Creativity is one of the most difficult skills to hone, but it seems Pinterest has crafted a way to ensure its employees always stay creative.
Both employers and employees are constantly looking at ways to upskill. Employees seek career progression no matter where they go, and upskilling is one of the most effective ways to do that.
While employees can seek ways to do this outside of work, it is often in the best interests of employers and businesses to facilitate this upskilling.
Apart from essentially making your own employees better, it can also instil a stronger company culture centred around learning.
With the future of work upon us, there is a lot of talk around specific types of upskilling. While tech skills might seem like the obvious route to go down, those are not the skills that are going to make humans irreplaceable.
In fact, it’s those skills and traits that make us truly human that will keep the future of work looking bright as AI solidifies its place in the world.
Upskilling in creativity
Having skills such as communication, empathy and creativity will be what separates us from the advancing technology. However, these are not the easiest skills to develop. If you had to develop an online course to train a person to be more creative, what would that look like?
For inspiration, we looked to tech giant Pinterest, the social media platform best known for its users’ creativity and crafting skills.
So, does the sharing platform practise what it preaches? Well, four years ago, Pinterest started Knit Con, an event dedicated to developing and encouraging the creativity of its staff as well as lifelong learning and collaboration.
The name derives from the company’s value of ‘knitting’, which is the belief that better solutions come from diverse people ‘knitting’ together their ideas to solve a problem.
“We believe Pinterest will be stronger when you not only pull together world-class engineers, designers, writers, data scientists and marketers, but also when these individuals are passionate about things outside of work and can draw on diverse experiences,” said Enid Hwang, internal communications manager at Pinterest.
“Our success depends on all disciplines as well as our genuine connection to the real-life pursuits – cooking, travelling, fitness and more – that Pinners turn to Pinterest for every day,” she said.
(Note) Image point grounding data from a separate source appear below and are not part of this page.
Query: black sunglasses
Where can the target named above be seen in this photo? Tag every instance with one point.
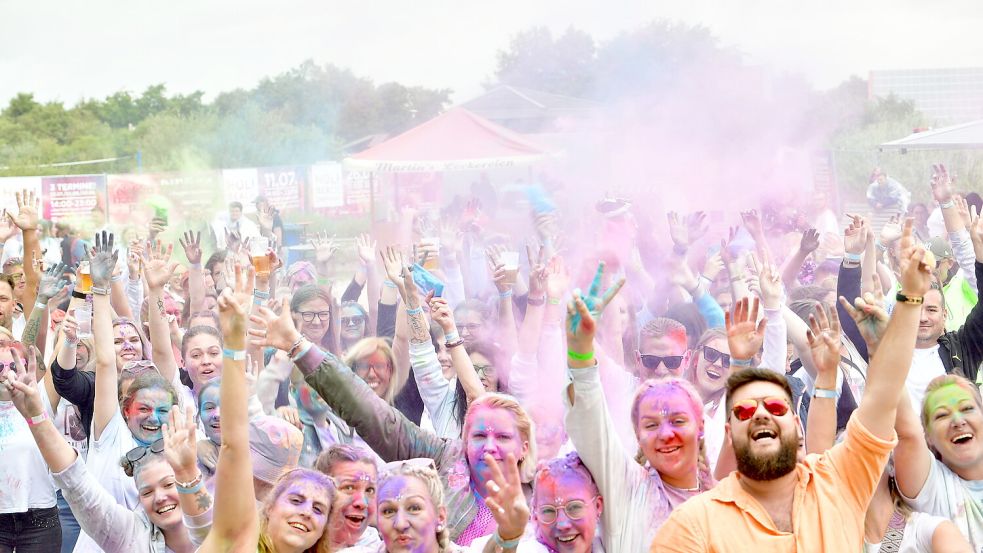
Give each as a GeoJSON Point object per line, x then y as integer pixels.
{"type": "Point", "coordinates": [712, 356]}
{"type": "Point", "coordinates": [651, 362]}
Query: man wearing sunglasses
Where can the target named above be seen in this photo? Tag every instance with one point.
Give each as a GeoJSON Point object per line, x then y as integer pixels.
{"type": "Point", "coordinates": [773, 502]}
{"type": "Point", "coordinates": [661, 349]}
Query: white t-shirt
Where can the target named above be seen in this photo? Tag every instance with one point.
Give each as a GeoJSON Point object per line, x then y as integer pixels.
{"type": "Point", "coordinates": [947, 495]}
{"type": "Point", "coordinates": [26, 483]}
{"type": "Point", "coordinates": [925, 365]}
{"type": "Point", "coordinates": [917, 536]}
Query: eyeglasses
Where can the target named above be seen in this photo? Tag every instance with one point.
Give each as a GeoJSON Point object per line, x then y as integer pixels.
{"type": "Point", "coordinates": [134, 455]}
{"type": "Point", "coordinates": [322, 316]}
{"type": "Point", "coordinates": [418, 462]}
{"type": "Point", "coordinates": [575, 510]}
{"type": "Point", "coordinates": [354, 320]}
{"type": "Point", "coordinates": [671, 362]}
{"type": "Point", "coordinates": [712, 356]}
{"type": "Point", "coordinates": [746, 408]}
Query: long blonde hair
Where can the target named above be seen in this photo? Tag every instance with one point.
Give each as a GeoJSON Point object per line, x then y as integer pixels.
{"type": "Point", "coordinates": [323, 543]}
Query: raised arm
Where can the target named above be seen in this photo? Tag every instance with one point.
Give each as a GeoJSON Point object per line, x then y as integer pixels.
{"type": "Point", "coordinates": [102, 259]}
{"type": "Point", "coordinates": [235, 525]}
{"type": "Point", "coordinates": [889, 368]}
{"type": "Point", "coordinates": [157, 271]}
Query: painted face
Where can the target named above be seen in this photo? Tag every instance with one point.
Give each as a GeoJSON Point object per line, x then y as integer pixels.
{"type": "Point", "coordinates": [931, 324]}
{"type": "Point", "coordinates": [352, 323]}
{"type": "Point", "coordinates": [128, 346]}
{"type": "Point", "coordinates": [492, 431]}
{"type": "Point", "coordinates": [376, 371]}
{"type": "Point", "coordinates": [298, 517]}
{"type": "Point", "coordinates": [158, 494]}
{"type": "Point", "coordinates": [210, 413]}
{"type": "Point", "coordinates": [486, 370]}
{"type": "Point", "coordinates": [146, 413]}
{"type": "Point", "coordinates": [712, 368]}
{"type": "Point", "coordinates": [470, 326]}
{"type": "Point", "coordinates": [408, 519]}
{"type": "Point", "coordinates": [7, 305]}
{"type": "Point", "coordinates": [319, 313]}
{"type": "Point", "coordinates": [766, 445]}
{"type": "Point", "coordinates": [954, 422]}
{"type": "Point", "coordinates": [354, 504]}
{"type": "Point", "coordinates": [566, 513]}
{"type": "Point", "coordinates": [203, 360]}
{"type": "Point", "coordinates": [668, 430]}
{"type": "Point", "coordinates": [670, 352]}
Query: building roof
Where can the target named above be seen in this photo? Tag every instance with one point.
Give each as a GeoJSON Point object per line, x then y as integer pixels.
{"type": "Point", "coordinates": [966, 136]}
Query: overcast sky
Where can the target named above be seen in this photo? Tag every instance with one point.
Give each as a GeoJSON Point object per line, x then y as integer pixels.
{"type": "Point", "coordinates": [65, 50]}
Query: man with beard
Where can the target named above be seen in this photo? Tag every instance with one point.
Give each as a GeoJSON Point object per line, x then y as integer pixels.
{"type": "Point", "coordinates": [772, 502]}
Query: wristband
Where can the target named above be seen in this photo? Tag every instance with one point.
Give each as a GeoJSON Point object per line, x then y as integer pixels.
{"type": "Point", "coordinates": [37, 419]}
{"type": "Point", "coordinates": [580, 356]}
{"type": "Point", "coordinates": [234, 354]}
{"type": "Point", "coordinates": [506, 544]}
{"type": "Point", "coordinates": [910, 300]}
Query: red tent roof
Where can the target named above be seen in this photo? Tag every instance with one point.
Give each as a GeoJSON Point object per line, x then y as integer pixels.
{"type": "Point", "coordinates": [454, 140]}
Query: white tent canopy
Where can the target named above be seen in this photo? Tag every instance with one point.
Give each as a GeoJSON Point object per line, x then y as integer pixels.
{"type": "Point", "coordinates": [966, 136]}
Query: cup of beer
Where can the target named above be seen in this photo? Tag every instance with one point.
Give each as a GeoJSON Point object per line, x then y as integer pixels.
{"type": "Point", "coordinates": [85, 278]}
{"type": "Point", "coordinates": [510, 262]}
{"type": "Point", "coordinates": [432, 246]}
{"type": "Point", "coordinates": [259, 255]}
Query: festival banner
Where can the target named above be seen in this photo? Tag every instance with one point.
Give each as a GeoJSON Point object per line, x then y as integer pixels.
{"type": "Point", "coordinates": [78, 198]}
{"type": "Point", "coordinates": [283, 186]}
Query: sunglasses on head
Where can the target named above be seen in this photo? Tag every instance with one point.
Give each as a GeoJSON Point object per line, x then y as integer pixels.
{"type": "Point", "coordinates": [671, 362]}
{"type": "Point", "coordinates": [712, 356]}
{"type": "Point", "coordinates": [746, 408]}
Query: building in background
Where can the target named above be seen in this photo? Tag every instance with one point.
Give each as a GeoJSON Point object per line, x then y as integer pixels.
{"type": "Point", "coordinates": [944, 95]}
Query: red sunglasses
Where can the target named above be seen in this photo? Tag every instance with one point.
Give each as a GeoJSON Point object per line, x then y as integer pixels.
{"type": "Point", "coordinates": [746, 408]}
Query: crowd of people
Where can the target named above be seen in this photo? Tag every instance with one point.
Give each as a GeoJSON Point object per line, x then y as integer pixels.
{"type": "Point", "coordinates": [785, 384]}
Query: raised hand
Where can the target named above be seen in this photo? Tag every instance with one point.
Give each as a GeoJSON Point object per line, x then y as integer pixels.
{"type": "Point", "coordinates": [157, 265]}
{"type": "Point", "coordinates": [809, 242]}
{"type": "Point", "coordinates": [856, 235]}
{"type": "Point", "coordinates": [181, 443]}
{"type": "Point", "coordinates": [365, 249]}
{"type": "Point", "coordinates": [273, 329]}
{"type": "Point", "coordinates": [916, 276]}
{"type": "Point", "coordinates": [324, 247]}
{"type": "Point", "coordinates": [234, 305]}
{"type": "Point", "coordinates": [191, 242]}
{"type": "Point", "coordinates": [53, 281]}
{"type": "Point", "coordinates": [941, 184]}
{"type": "Point", "coordinates": [505, 498]}
{"type": "Point", "coordinates": [824, 339]}
{"type": "Point", "coordinates": [537, 272]}
{"type": "Point", "coordinates": [102, 260]}
{"type": "Point", "coordinates": [891, 231]}
{"type": "Point", "coordinates": [745, 333]}
{"type": "Point", "coordinates": [584, 310]}
{"type": "Point", "coordinates": [28, 210]}
{"type": "Point", "coordinates": [869, 314]}
{"type": "Point", "coordinates": [22, 384]}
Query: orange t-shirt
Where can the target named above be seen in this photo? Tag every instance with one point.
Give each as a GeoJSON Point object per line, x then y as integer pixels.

Knit Con is Pinterest’s largest internal event and this year, more than 1,300 employees stopped working for two full days and celebrated creativity.
Connecting through creating
This year’s event brought employees to more than 250 classes at multiple offices around the world, including Dublin.
The classes spanned everything from advanced photography tips and boxing to using blockchain for social good and finding your inner drag queen.
“Over the years, what’s become particularly exciting is seeing how the initial spark of creativity and encouragement can lead to an entirely new pursuit,” said Hwang.
“From the most basic standpoint, Knit Con builds camaraderie, but I believe it also energises us as individuals because it’s really not often you have the opportunity to explore kung fu, neuroscience, special-effects make-up and pasta-making in one day!”
The natural camaraderie that comes with learning a fun new skill with your colleagues is bound to encourage inclusivity and build a culture around collaboration.
But does doing creative things such as crafting or photography actually develop your creativity? Lara Glover is an account manager team lead at Pinterest’s Dublin office and she spoke about how Knit Con has helped her career.
“It provides an opportunity to re-energise and reinvigorate my creativity and makes me feel appreciated as a person at the company,” said Glover. “Additionally, it’s about putting ideas into action – a behaviour that can be often overlooked when a lot of people talk about doing things but don’t end up putting them into practice.”
Glover also proved that it’s not only the participation that encourages creativity, as she exercised her creative muscles when she made the decision to teach one of the classes this year.
“I didn’t feel I had any ‘special talents’, so I went out of my way to find something on Pinterest that I felt I could do. This ended up being ‘pom poms’. So, I learned how to make a craft, ordered the items and away we went,” she said.
“I was able to see people light up as their creation came to fruition. I also loved seeing where people’s creativity led them.”
Outside of developing its employees’ creativity, Pinterest’s annual event introduces the participants to other members of staff that they might not normally get to work with.
For Allison Pianpanya, an international operations analyst at Pinterest’s French office, this year marked her first time attending Knit Con.
“From a professional point of view, Knit Con taught me the value of a healthy work-life balance in the office,” she said. “Knit Con is an incredible way to remind employees about the importance of trying new things and having interests outside of work.”
Hwang said all companies would benefit from dedicating time for employees to connect with their mission and values, but the experience must be authentic.
“Knit Con is deliberately designed to feel like Pinterest brought to life – from the surprise of the schedule, to the breadth of topics offered – and almost nothing is outsourced,” she said.
“Knit Con is undeniably ours and feels that way to every attendee. So, investing time upfront on the overall format and event design will pay off the way it has with Knit Con over the years.”